To conclude, the very fact that innovation might be slower than we hope- though we should make every effort to get it moving- should not be taken as an unmitigated disaster but as an opportunity to figure out what exactly it is we want to do when many of the hoped for wonders of science and technology actually arrive. At the end of his recent TED-Talk on reviving extinct species, a possibility that itself grows out of the biological revolution of which synthetic biology is a part, Stewart Brand, gives us an idea of what this might look like. When asked if it was ethical for scientist to “play God” in doing such a thing he responded that he and his fellow pioneers were trying to answer the question of if we could revive extinct species not if we should. The ability to successfully revive extinct species, if it worked, would take some time to master, and would be a multi-generational project the end of which Brand, given his age, would not see. This would give us plenty of time to decide if de-extinction was a good idea, a decision he certainly hoped we would make. The only way we can justly do this is to set up democratic forums to discuss and debate the question.
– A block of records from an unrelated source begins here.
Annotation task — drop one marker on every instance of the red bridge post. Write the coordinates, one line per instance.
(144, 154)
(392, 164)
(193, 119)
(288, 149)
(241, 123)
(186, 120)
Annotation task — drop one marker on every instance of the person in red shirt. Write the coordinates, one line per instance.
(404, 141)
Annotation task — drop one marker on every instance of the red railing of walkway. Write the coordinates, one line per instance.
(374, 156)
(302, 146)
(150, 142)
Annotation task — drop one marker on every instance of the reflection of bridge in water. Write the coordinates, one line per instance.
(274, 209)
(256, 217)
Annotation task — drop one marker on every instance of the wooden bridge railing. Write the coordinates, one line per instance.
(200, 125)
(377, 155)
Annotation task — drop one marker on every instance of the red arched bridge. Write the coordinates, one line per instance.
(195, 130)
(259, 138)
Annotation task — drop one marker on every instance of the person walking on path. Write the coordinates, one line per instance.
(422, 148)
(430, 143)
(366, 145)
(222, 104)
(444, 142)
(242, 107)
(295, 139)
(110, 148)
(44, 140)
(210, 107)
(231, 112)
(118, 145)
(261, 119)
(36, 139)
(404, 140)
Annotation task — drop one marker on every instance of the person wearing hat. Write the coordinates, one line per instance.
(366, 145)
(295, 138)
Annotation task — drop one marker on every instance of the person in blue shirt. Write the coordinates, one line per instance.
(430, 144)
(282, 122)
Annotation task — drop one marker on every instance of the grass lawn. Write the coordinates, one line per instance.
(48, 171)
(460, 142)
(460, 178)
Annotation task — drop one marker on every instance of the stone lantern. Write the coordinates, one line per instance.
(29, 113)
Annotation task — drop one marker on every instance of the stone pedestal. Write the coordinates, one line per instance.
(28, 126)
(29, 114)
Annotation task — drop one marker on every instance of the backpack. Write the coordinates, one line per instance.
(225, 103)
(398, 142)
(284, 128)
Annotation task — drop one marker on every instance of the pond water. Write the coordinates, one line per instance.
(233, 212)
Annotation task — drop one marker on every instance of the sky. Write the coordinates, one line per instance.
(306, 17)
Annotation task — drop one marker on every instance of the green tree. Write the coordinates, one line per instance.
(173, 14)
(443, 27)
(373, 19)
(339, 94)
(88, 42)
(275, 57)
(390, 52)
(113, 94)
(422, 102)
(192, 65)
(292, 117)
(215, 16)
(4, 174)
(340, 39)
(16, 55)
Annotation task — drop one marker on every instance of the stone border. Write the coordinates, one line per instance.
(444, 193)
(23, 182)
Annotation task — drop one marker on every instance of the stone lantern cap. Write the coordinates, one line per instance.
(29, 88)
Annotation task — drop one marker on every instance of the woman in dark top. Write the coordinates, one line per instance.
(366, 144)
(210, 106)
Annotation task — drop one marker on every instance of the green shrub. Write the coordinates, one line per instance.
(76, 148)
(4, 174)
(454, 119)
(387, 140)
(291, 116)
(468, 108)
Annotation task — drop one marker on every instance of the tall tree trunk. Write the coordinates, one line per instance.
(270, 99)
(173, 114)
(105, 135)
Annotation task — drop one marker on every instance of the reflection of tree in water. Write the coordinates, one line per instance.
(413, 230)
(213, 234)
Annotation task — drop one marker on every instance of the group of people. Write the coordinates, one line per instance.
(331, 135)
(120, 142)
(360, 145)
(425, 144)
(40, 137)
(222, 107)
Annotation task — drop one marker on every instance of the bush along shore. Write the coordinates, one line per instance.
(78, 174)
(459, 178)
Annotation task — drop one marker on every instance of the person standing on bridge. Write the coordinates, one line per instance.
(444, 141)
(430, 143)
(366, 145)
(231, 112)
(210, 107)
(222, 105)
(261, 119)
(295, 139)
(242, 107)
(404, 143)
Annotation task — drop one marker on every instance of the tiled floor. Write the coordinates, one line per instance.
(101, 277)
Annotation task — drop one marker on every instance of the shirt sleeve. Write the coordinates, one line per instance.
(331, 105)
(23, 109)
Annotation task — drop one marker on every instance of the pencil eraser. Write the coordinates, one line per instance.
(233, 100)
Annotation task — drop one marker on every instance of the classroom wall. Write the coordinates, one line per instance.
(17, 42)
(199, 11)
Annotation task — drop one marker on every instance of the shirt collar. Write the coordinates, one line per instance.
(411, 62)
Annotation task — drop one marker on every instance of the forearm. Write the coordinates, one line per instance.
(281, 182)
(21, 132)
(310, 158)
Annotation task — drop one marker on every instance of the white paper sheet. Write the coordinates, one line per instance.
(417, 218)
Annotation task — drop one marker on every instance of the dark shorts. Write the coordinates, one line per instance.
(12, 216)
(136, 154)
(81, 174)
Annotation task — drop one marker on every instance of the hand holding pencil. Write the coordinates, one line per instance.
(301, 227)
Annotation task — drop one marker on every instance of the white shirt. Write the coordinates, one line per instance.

The ex-hippie Brand has been around a long time, and great evidence to me that old age plus experience can still result in what we once called wisdom. He has been present long enough to see many of our technological dreams of space colonies and flying cars and artificial intelligence fail to come true despite our childlike enthusiasm. He seems blissfully unswept up in all the contemporary hoopla, and still less his own importance in the grand scheme of things, and has devoted his remaining years to generation long projects such as the Clock of the Long now, or the revival of extinct species that will hopefully survive into the far future after he is gone.

Brand has also been around long enough to see all the Frankenstein’s that have not broken loose, the GMOs and China Syndromes and all those oh so frightening “test tube babies”.  His attitude towards science and technology seems to be that it is neither savior nor Shiva it’s just the cool stuff we can do when we try. Above all, he knows what the role of scientists and technologists are, and what is the role of the rest of us. Both of the former show us what tricks we can play, but it is up to all of us as to how or if we should play them.